‘…the vaccine has the potential to have major public health impact if licensure is achieved.’
Sunday, 25 April 2021, was World Malaria Day. The disease is reported to kill 800 000 people each year, mostly in sub-Saharan Africa where one in five childhood deaths is associated with malaria. However, a new weapon looks to set to have a significant impact; with researchers from Oxford University, and their partners, having completed a Phase IIb trial of candidate malaria vaccine, R21/Matrix-M, which demonstrated high-level efficacy of 77% over 12-months of follow-up.
The vaccine was trialled in 450 children, in Burkina Faso, showing a favourable safety profile and being well tolerated. The findings have been published in Reprints with The Lancet The vaccine is said to be the first to achieve the World Health Organisation’s (WHO) Malaria Vaccine Technology Roadmap goal of a vaccine with at least 75% efficacy.
The researchers, in collaboration with Serum Institute of India and Novavax, have now started recruitment for a Phase III licensure trial to assess large-scale safety and efficacy in 4800 children aged 5-36 months across four African countries.
Adrian Hill, Director of the Jenner Institute and Lakshmi Mittal and Family Professor of Vaccinology at the University of Oxford and co-author of the paper said: ‘These new results support our high expectations for the potential of this vaccine, which we believe is the first to reach the WHO’s goal of a vaccine for malaria with at least 75% efficacy. With the commitment of our commercial partner, the Serum Institute of India, to manufacture at least 200 million doses annually in the coming years, the vaccine has the potential to have major public health impact if licensure is achieved.’

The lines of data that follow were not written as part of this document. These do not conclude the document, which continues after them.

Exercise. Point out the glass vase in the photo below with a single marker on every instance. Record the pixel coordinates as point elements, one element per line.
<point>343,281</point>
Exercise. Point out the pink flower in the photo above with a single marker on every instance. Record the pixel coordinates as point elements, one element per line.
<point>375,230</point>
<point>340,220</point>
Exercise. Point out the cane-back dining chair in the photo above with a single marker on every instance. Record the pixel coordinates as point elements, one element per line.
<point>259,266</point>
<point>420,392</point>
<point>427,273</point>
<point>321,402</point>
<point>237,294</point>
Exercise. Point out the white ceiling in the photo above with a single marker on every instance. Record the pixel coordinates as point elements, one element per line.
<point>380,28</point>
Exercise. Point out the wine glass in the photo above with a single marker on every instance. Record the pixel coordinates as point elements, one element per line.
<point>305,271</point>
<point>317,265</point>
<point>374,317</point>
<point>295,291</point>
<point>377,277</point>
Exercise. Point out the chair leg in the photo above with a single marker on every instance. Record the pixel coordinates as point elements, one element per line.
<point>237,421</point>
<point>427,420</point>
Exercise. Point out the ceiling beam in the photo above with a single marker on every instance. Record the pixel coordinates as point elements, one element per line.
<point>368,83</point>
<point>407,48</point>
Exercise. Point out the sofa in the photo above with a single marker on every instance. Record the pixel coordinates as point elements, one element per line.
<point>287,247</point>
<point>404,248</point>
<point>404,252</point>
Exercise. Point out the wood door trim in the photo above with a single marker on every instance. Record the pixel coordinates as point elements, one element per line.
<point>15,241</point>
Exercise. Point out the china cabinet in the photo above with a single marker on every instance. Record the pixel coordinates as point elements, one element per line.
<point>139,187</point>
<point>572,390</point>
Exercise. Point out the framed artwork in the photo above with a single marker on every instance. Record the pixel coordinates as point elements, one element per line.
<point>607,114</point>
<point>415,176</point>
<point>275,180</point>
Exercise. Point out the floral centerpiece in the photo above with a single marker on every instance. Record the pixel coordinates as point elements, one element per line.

Professor Alkassoum Maiga, Minister of Higher Education, Scientific Research and Innovation in Burkina Faso said: ‘[I] hope that the upcoming phase III trial will confirm these exciting findings and that this vaccine could have a real impact on this disease affecting millions of children every year.’
Marking World Malaria Day, the WHO has launched a report summarizing actions taken and lessons learned in a number of countries since 2017 to reach zero malaria cases by 2020 in the so called E-2020 initiative. This project has now been re-launched as the E-2025 initiative, in which the WHO has identified 25 countries that have the potential to stamp out malaria within a 5-year time frame. ‘These 25 countries will receive specialised support and technical guidance as they work towards the target of zero malaria,’ the WHO said.